Chief Strategist at Interactive Brokers

  • Amazon’s (AMZN) market capitalization increased by about $100 billion yesterday, based primarily on positive comments by two Wall Street analysts.  Not much changed about the company, other than that two price targets were raised.  To put things into perspective, AstraZeneca, which was lower yesterday despite positive vaccine news, has a market capitalization of $155 billion.
  • Market leadership is getting increasingly narrow and indices are becoming increasingly concentrated.  Despite yesterday’s rally, the equal-weighted S&P 500 index (SPW) was -0.5%.   The top 5 companies – Apple (AAPL), Microsoft (MSFT), Amazon (AMZN), Facebook (FB), Alphabet (GOOG/GOOGL) comprise about 22.5% of the S&P 500 (SPX) and about 45% of the NASDAQ 100 (NDX).  The good thing is that as long as those stocks keep rallying, it drives the indices higher.  But what happens if investors’ mood changes?  These stocks will all be tested in the coming days as they release earnings.  This is not a trivial risk.  They are priced to perfection and will need to deliver.

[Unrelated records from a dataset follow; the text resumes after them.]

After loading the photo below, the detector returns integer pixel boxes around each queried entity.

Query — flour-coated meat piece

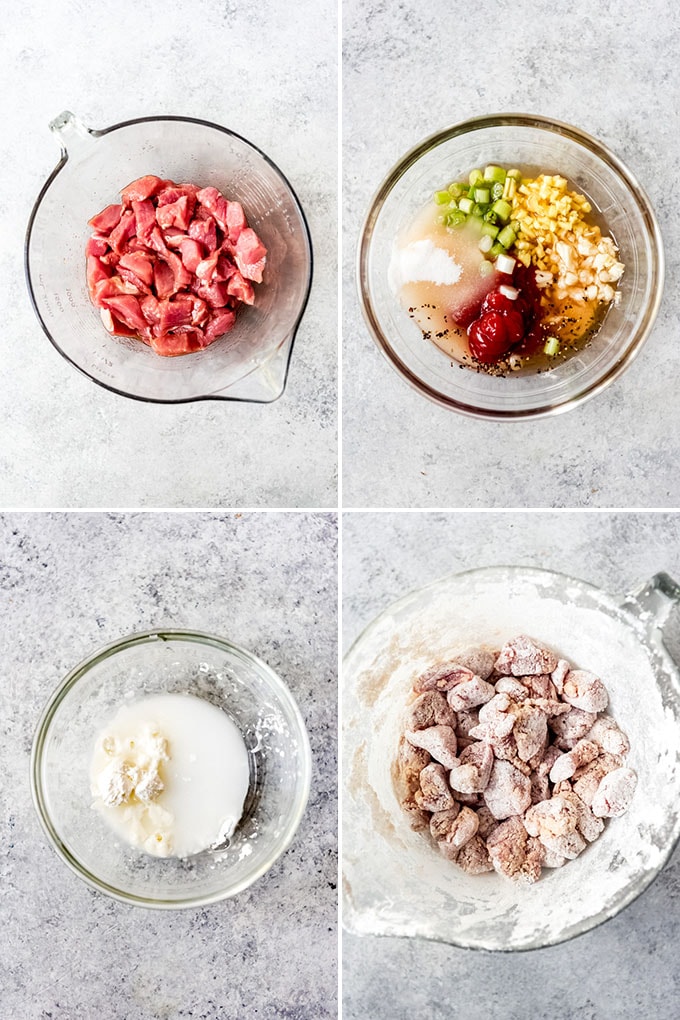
[493,634,558,676]
[406,725,459,768]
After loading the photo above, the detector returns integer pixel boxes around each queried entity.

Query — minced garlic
[511,173,624,304]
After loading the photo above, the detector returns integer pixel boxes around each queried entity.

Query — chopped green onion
[484,163,506,184]
[481,222,499,241]
[499,226,517,248]
[443,209,468,226]
[491,198,513,223]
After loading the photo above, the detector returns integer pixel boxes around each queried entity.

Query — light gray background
[343,0,680,508]
[0,513,337,1020]
[343,512,680,1020]
[0,0,337,508]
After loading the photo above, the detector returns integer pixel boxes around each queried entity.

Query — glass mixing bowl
[358,114,664,420]
[343,567,680,950]
[31,630,311,908]
[25,112,312,403]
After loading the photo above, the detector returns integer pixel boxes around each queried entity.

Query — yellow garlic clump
[511,173,624,304]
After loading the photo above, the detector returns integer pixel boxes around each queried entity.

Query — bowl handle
[622,572,680,630]
[50,110,98,159]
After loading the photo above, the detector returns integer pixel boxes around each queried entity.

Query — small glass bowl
[25,111,312,403]
[31,630,311,909]
[358,114,664,420]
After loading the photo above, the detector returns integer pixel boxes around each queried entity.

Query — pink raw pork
[86,174,267,357]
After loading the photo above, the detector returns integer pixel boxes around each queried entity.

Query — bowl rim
[356,113,666,421]
[341,563,680,956]
[23,114,314,404]
[30,627,312,910]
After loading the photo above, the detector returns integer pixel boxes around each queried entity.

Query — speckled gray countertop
[343,0,680,508]
[0,0,337,508]
[0,513,337,1020]
[343,512,680,1020]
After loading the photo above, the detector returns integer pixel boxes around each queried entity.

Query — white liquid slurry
[90,694,250,858]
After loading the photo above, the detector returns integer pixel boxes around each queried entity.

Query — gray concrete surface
[343,512,680,1020]
[0,0,337,508]
[0,513,337,1020]
[343,0,680,508]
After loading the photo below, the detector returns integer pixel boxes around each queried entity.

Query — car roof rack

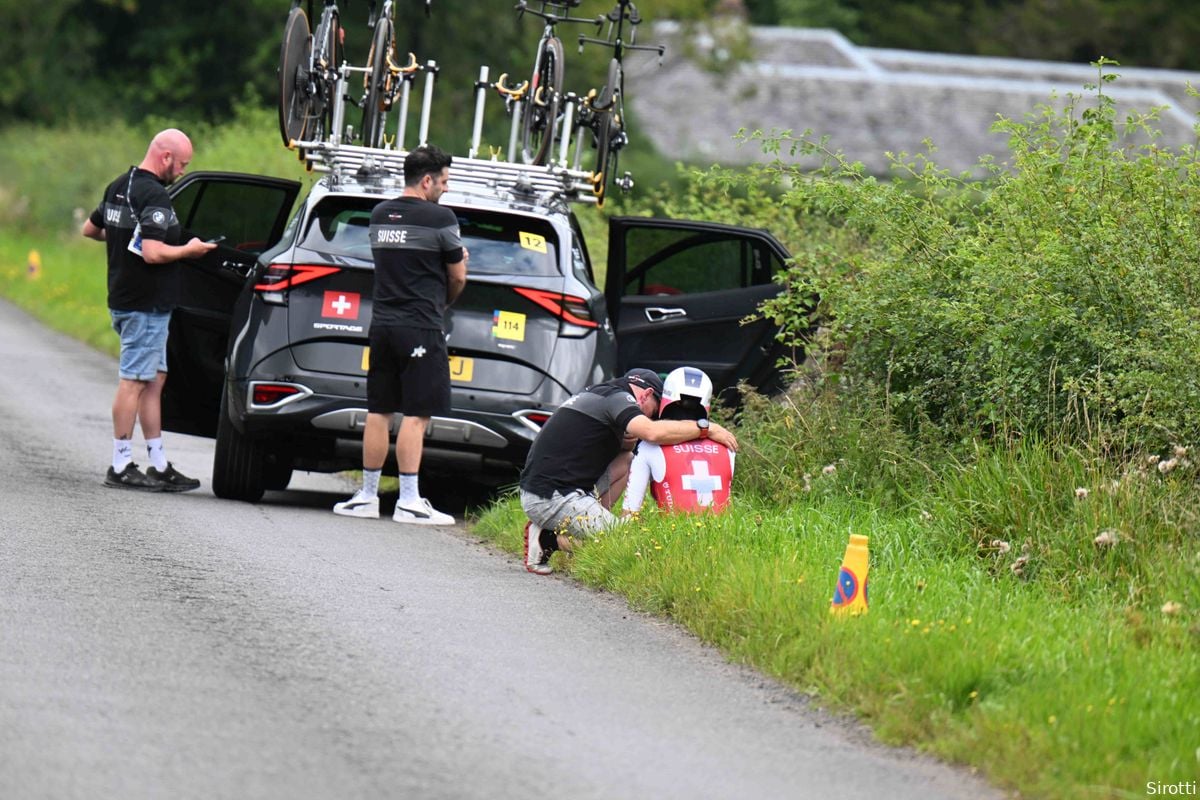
[288,61,599,205]
[293,142,596,204]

  • Ask yourself, what makes AAPL worth nearly twice what it was at this time last year?  What makes MSFT and AMZN worth about 50% more?  Much of the rally is simply the result of valuation expansion, when prices rise faster than earnings.   Investors are paying an enormous premium for the seeming certainty provided by the winners.
  • How will markets deal with the fiscal cliff?  It seems certain that Congress will do something, but how much?  Right now, the two parties are far apart, with one proposing about $1 trillion and the other proposing about $3 trillion.  That is a huge gap to bridge.  In the meantime, we have about 20 million people whose “salary” consists of a $600 per week check from the Federal government who are about to be “laid off”.  What will that do to consumer spending until this situation is resolved, or if benefits are cut substantially?
  • The Federal Reserve remains vigilant, but they are no longer actively increasing their balance sheet.  If this rally is reliant upon continued monetary stimulus, it does not appear as though more is imminent unless circumstances become dire once again.
  • Between zero commissions and fractional shares, it’s never been easier to be invested.   Overall, that is a very good thing.  But the immediate concern is that if everyone who might invest is now already doing so, where will fresh money come from?   The old adage is that bull markets end in euphoria.  Have we reached that phase?